At the conclusion there is a picture of the Virgin on a throne with the child Christ. There are several offices of the Virgin in the Harleian collection, [Footnote 99] but we shall only notice one more, which bears date from 1490 to 1500. [Footnote 100]
[Footnote 99: Harleian MSS., 2646, 2884, 2858, etc.]
[Footnote 100: MSS. Addit., 17012.]
On pages 20 and 21 are autographs of Henry VII. and Henry VIII., which will justify the supposition that it belonged to both. Its illustrations include, among other things, the murder of Thomas à Becket, St. George and the Dragon, St. Christopher, the Virgin and child, with St. Anna, St. Catherine, St. Barbara, and St. Margaret. There is a religious poem, illustrated with miniatures, and bearing date from 1420 to 1430, [Footnote 101] which elaborately delineates the intercessorial attributed to the Virgin.
[Footnote 101: Cotton MSS.—Faustina, B vi.]
The picture in which this is set forth is a remarkable one. In the lower part of it is a man dying on a bed, at the foot of which stands death, in the usual form of a skeleton, making ready to pierce the heart of the dying man with a spear, and there is a black demon, with a hook reaching toward him; at the head of the bed is an angel receiving his soul, which is represented as a naked infant; about is the Virgin, with a crown upon her head, baring her bosom to Christ, and imploring him, by the breasts which nourished him, to take pity upon the soul of the dying man. They are both kneeling before the Almighty, and Christ is represented in a red mantle as showing his wounds, in token of granting his mother's request. The Almighty is represented as seated upon a throne, robed in a blue mantle, and having the usual long white beard; he is lifting his hand in benediction. An idea was set on foot that the Virgin had fainted at the crucifixion; and in some of these later manuscripts she is represented in the act. In a Psalter [Footnote 102] Page 256, there is a picture of the crucifixion, with the Virgin in the act of fainting.
[Footnote 102: MSS. Regia, 2 B vii.]
Mrs. Jamieson in noticing this fact in her History of Our Lord as exemplified in Art, has remarked that it was condemned by Catholic writers themselves. Thomas Cajetani wrote of it as "indecens et improbabile;" and other writers are quoted by Molanus, who inveighed against it, and stigmatized it as a thing "temerarium, scandalosum et periculosum."

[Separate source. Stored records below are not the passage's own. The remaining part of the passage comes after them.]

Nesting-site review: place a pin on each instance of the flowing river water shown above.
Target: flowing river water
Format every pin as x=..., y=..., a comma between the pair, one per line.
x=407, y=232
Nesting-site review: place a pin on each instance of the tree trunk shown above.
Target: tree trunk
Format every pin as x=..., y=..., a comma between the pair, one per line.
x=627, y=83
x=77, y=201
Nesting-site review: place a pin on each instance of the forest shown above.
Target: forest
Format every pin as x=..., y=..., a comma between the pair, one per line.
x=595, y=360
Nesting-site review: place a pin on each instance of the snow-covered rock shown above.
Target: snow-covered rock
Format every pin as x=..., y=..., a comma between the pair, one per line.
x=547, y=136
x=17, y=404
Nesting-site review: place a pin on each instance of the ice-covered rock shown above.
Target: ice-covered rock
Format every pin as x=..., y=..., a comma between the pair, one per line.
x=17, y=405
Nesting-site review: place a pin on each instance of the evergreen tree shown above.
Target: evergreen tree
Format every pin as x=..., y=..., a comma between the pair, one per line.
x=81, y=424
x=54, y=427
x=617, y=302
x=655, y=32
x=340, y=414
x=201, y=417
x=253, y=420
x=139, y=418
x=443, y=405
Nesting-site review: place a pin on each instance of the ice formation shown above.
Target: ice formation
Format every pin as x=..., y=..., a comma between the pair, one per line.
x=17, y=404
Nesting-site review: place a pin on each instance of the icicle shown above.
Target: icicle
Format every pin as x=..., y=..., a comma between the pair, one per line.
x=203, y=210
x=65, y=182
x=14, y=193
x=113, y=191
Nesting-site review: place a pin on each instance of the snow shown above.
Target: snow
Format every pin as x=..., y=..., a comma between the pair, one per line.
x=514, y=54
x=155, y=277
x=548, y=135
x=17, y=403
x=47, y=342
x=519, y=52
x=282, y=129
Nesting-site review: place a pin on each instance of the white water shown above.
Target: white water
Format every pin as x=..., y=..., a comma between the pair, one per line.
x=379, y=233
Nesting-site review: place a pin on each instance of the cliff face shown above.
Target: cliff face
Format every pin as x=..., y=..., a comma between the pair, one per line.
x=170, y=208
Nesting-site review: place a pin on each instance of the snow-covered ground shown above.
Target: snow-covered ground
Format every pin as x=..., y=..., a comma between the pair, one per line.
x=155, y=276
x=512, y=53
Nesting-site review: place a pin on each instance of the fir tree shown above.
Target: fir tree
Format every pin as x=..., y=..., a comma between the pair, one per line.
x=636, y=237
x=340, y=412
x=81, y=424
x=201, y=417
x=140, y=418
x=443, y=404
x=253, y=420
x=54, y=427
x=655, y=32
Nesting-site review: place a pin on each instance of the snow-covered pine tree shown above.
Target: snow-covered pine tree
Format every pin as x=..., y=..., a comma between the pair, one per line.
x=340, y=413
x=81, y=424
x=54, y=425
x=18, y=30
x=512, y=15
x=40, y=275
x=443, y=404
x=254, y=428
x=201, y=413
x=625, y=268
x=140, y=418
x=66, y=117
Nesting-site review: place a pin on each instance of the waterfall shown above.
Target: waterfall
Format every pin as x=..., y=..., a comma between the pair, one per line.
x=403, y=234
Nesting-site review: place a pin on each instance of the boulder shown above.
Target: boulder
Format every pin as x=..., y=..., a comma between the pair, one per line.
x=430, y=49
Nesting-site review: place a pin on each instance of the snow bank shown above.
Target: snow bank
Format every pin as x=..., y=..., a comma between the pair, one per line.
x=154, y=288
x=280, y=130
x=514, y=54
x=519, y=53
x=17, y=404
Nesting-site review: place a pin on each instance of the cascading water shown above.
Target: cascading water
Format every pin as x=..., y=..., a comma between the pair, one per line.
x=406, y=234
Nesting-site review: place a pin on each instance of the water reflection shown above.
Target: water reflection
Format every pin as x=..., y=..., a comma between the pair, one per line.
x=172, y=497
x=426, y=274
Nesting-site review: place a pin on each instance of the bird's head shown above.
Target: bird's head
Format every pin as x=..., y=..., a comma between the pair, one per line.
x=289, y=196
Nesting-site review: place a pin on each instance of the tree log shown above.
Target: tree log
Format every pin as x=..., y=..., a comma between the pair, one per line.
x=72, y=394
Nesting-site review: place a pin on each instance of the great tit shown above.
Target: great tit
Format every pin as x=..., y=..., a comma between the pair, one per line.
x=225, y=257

But it was at the period of the Reformation, and after then, that these treasures of art suffered, and the natural iconoclasm of human nature broke out. Men gazed around them upon gorgeous temples, decorated with splendid paintings, stained glass windows, marvellous sculpture, and to their zealous minds it was all idolatry; and they tore down frescoes, destroyed paintings, overturned altars, broke up statues, and burned sacred books to exterminate error if possible, not by the powers of truthful preaching and godly lives, but by the battle-axe and the bonfire; not by uprooting error itself, so much as by beating down and destroying its mere evidences.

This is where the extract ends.